Apple & App Developers Duck Data-Mining Suit

     SAN FRANCISCO (CN) – The lack of specific injury dooms a massive lawsuit accusing Apple and 14 app developers of mining iPhones and iPads for data, a federal judge said.
     IPhone user Oscar Hernandez initiated the dispute with a 2012 federal class action against Path Inc., a social-networking app for mobile phones. He alleged that Path gleaned sensitive data about the location and contact information of its users, minor children included, and stored such information so insecurely that it could be accessed by “even an unsophisticated hacker.”
     A federal judge in San Francisco gutted large portions of that action for lack of evidence that Path had intercepted users’ communications, a requisite for the Federal Wiretap Act. After the U.S. government found that Path had violated Federal Trade Commission rules by mining and storing data from minors, however, the parties settled with promises from Path to delete collected data and beef up its privacy policy.
     But the case fired up again after reports surfaced that other app developers – including big names like Twitter, Yelp, Instagram and “Angry Birds” maker Rovio – deploy a “friend-finder” function to rifle through users’ iPhones and iPads, looking to make connections.

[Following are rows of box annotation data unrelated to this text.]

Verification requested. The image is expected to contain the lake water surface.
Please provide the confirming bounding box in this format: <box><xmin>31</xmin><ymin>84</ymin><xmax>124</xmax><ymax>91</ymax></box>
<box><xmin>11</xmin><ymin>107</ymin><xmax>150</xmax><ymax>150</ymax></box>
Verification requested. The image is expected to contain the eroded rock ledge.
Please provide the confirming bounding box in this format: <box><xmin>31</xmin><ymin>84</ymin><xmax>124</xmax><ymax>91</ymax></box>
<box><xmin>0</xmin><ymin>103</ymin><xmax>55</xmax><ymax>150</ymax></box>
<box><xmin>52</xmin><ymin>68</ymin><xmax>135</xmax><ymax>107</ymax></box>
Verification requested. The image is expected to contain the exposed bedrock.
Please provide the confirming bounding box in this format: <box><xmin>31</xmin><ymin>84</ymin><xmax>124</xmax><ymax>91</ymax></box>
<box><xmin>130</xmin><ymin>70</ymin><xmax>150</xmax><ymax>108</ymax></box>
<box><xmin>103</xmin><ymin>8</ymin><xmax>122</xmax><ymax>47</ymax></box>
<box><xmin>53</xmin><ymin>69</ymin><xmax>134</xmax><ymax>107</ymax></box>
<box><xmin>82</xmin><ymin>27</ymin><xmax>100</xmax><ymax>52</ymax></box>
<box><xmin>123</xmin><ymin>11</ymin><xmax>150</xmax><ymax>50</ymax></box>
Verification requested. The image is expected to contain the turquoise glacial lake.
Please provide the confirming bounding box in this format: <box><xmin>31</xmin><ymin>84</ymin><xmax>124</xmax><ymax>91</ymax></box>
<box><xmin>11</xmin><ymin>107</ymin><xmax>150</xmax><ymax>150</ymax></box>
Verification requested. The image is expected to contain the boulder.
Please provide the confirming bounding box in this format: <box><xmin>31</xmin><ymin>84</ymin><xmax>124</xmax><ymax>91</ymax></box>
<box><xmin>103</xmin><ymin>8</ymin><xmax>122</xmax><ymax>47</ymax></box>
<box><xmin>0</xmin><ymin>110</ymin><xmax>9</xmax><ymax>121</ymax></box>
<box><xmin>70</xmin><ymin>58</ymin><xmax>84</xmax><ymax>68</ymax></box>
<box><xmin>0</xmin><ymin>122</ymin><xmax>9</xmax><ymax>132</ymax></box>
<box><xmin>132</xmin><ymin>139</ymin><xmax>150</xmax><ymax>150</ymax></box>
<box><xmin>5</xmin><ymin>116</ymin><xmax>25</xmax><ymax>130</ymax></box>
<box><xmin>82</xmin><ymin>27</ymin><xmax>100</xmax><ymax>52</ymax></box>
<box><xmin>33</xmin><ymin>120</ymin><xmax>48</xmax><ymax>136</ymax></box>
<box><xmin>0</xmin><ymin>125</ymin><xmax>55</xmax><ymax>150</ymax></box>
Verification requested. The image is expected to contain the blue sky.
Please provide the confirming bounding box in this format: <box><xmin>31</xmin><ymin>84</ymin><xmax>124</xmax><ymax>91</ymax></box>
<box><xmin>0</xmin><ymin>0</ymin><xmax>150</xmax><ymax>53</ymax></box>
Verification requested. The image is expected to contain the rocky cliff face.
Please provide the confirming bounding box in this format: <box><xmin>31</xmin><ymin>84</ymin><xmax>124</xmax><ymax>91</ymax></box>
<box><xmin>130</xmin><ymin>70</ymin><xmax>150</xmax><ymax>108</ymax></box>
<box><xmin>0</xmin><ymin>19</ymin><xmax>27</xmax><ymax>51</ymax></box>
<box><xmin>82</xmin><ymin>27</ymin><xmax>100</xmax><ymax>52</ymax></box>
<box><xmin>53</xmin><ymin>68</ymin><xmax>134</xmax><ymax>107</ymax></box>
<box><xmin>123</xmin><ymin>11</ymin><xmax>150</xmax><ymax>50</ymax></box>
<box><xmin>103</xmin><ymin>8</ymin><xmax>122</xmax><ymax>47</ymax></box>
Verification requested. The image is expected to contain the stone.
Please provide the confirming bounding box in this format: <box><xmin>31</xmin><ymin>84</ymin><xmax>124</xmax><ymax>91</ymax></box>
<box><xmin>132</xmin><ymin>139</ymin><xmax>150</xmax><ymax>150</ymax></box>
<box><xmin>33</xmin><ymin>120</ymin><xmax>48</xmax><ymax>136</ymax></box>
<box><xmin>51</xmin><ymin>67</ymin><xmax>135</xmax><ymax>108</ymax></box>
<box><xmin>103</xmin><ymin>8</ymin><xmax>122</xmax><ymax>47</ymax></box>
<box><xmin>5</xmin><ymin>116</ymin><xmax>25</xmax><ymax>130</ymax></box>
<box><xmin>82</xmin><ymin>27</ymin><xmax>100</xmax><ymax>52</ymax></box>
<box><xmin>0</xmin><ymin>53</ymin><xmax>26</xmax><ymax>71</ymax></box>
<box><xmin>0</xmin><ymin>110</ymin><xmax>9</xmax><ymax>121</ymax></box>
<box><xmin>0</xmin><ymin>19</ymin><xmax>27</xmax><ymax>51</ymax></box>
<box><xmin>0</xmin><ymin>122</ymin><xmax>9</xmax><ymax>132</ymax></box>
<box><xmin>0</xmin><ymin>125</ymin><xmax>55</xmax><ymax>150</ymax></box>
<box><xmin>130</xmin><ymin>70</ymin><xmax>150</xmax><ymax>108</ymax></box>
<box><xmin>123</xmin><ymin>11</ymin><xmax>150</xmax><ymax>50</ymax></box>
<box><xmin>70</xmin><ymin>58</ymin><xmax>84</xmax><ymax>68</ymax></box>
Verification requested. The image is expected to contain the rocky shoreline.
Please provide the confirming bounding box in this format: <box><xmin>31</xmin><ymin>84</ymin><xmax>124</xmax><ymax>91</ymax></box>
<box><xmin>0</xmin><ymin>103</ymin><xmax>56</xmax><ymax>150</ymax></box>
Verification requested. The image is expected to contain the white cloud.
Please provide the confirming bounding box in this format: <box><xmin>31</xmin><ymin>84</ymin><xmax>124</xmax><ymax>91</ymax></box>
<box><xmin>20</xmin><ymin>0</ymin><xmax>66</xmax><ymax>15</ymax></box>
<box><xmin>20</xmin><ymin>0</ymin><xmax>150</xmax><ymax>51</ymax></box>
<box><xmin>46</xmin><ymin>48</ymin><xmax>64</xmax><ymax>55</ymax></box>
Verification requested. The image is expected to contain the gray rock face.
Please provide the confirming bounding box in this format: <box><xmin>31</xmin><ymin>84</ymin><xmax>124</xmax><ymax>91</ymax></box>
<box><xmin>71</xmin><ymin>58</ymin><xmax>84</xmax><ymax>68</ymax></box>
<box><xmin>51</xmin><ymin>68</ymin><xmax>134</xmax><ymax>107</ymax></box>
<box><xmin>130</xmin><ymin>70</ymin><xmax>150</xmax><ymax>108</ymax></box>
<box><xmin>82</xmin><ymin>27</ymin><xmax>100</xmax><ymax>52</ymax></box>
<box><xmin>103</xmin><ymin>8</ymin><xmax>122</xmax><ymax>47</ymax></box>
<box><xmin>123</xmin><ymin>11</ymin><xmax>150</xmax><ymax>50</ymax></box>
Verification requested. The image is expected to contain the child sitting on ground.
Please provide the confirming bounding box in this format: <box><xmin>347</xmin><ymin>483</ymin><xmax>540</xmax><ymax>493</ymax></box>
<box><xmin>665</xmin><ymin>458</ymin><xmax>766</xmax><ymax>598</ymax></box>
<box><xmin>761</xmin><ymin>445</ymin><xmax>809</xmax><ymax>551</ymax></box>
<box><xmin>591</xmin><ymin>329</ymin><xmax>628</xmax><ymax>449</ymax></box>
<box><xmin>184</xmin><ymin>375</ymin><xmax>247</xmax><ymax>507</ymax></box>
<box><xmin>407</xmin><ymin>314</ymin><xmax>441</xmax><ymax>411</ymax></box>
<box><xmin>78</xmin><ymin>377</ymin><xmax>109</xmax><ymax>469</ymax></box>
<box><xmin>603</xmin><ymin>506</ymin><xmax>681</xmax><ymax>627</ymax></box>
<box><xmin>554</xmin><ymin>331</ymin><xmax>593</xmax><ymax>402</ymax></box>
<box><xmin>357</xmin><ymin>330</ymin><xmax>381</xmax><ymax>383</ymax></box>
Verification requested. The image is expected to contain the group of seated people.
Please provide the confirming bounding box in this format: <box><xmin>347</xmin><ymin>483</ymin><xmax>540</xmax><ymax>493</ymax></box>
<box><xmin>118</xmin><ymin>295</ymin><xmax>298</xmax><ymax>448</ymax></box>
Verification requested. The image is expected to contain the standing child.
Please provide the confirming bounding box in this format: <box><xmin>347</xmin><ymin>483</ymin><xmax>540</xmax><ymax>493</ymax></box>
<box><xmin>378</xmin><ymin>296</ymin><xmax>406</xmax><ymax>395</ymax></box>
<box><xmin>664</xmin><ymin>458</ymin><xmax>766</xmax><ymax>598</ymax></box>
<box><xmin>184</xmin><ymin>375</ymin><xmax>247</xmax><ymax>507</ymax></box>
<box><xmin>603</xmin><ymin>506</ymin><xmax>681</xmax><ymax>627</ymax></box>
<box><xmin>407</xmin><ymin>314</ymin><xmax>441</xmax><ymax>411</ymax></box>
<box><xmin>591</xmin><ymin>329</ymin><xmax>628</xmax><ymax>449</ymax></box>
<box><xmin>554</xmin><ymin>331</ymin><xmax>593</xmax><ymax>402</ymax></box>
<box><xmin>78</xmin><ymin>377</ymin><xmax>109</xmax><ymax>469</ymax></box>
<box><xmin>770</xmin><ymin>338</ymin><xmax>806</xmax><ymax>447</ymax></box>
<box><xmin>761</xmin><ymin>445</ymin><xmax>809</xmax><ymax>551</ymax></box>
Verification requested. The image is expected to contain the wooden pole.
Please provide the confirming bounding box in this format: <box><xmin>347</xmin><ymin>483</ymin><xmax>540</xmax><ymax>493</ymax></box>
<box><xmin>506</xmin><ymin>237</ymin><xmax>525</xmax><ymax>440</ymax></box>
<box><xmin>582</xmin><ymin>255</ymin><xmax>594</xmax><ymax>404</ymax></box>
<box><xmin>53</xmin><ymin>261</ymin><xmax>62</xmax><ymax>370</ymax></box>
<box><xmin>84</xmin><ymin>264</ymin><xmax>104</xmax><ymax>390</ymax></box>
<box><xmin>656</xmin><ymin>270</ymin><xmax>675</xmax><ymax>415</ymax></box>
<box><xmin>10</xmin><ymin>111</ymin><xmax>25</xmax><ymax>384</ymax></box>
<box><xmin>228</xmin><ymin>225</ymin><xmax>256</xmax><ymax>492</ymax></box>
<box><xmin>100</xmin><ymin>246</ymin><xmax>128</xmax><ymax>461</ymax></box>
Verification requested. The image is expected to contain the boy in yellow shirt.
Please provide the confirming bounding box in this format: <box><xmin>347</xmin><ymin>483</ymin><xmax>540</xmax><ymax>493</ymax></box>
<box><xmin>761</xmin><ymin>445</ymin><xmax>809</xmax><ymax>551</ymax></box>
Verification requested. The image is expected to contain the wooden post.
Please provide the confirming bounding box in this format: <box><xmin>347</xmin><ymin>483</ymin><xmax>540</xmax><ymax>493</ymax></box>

     The disgruntled users joined forces to file a massive, consolidated complaint in Texas. A federal judge there dismissed the first amended complaint for violating court rules on length – 343 pages for 13 causes of action – and transferred the second amended complaint to U.S. District Judge Jon Tigar in California.
     This past fall the app developers and Apple asked Tigar to dismiss the case, noting that, even with 166 pages and 26 causes of action – including six that the Texas judge had dismissed – the users failed to show any sort of injury from the friend-finder function.
     Tigar’s 57-page dismissal Wednesday, credits most of the points made by Apple and the app makers. While Tigar declined to go where Apple wanted – that the tech giant should not be held responsible for what app developers put in the App Store – he found the pleadings by Marc Opperman and other plaintiffs had changed very little from previous incarnations.
     Specifically, claims that the plaintiffs had been duped by a drawn-out false advertising campaign which painted Apple products as safe and secure lack the detail needed for them to continue, Tigar said.
     “First, it is not clear that any of the plaintiffs were actually exposed to Apple’s advertising campaign,” Tigar wrote.
     “Second, although the complaint alleges with sufficient specificity the length of the advertising campaign at issue – it alleges that the campaign began at least by 2008 and continued up through the filing of the complaint – it does not contain sufficient detail concerning the extent of the advertising,” Tigar added. “It is unclear from the complaint how often the advertisements were published, or in which media. Without more detail, the court cannot conclude that it would be ‘unrealistic’ to require plaintiffs to plead with specificity their exposure to each alleged misrepresentation.”
     The failure of the misrepresentation claim against Apple also neutralizes unfair-competition, false-advertising and consumer-claims, the judge said. The plaintiffs missed the mark as well in claiming Apple violated California’s computer fraud laws as well.
     “To the extent plaintiffs assert a Computer Data Access and Fraud Act claim based on Apple’s encouragement of the development of the offending features of the subject apps, those allegations are insufficiently pleaded,” Tigar wrote. “Each subsection of the statute plaintiffs assert incorporates expressly or by reference a requirement that the defendant acted ‘without permission.’ Courts in this district have interpreted ‘without permission’ to mean ‘in a manner that circumvents technical or code based barriers in place to restrict or bar a user’s access.'”
     In every case, the plaintiffs voluntarily installed, used and regularly updated the apps in question, according to the ruling. And although they might not have given the apps permission to access their address books, the plaintiffs also did nothing to block the apps from doing so, Tigar said.
     The judge did agree, however, that the plaintiffs had an expectation of privacy regarding their address books, finding that the “consent” to scan contacts that some of the apps obtained was invalid and best left for a jury to decide.
     On the other hand, the plaintiffs failed to show that the app makers had somehow publicly disclosed private information by transmitting over unsecure networks and public WiFi, according to the ruling.
     “While plaintiffs allege that their information could have been intercepted by third parties, they do not allege that any interception occurred, nor do they allege that it was ‘substantially certain’ that their address books would become ‘public knowledge,'” Tigar wrote, citing state law. “To satisfy the requirement, more specific allegations establishing the extent of disclosure are required.”
     The judge gave the plaintiffs another chance to fix the deficiencies in their complaint, and advanced the common-law “intrusion upon seclusion,” invasion-of-privacy claim against the app developers only. The plaintiffs have 30 days to file a new complaint.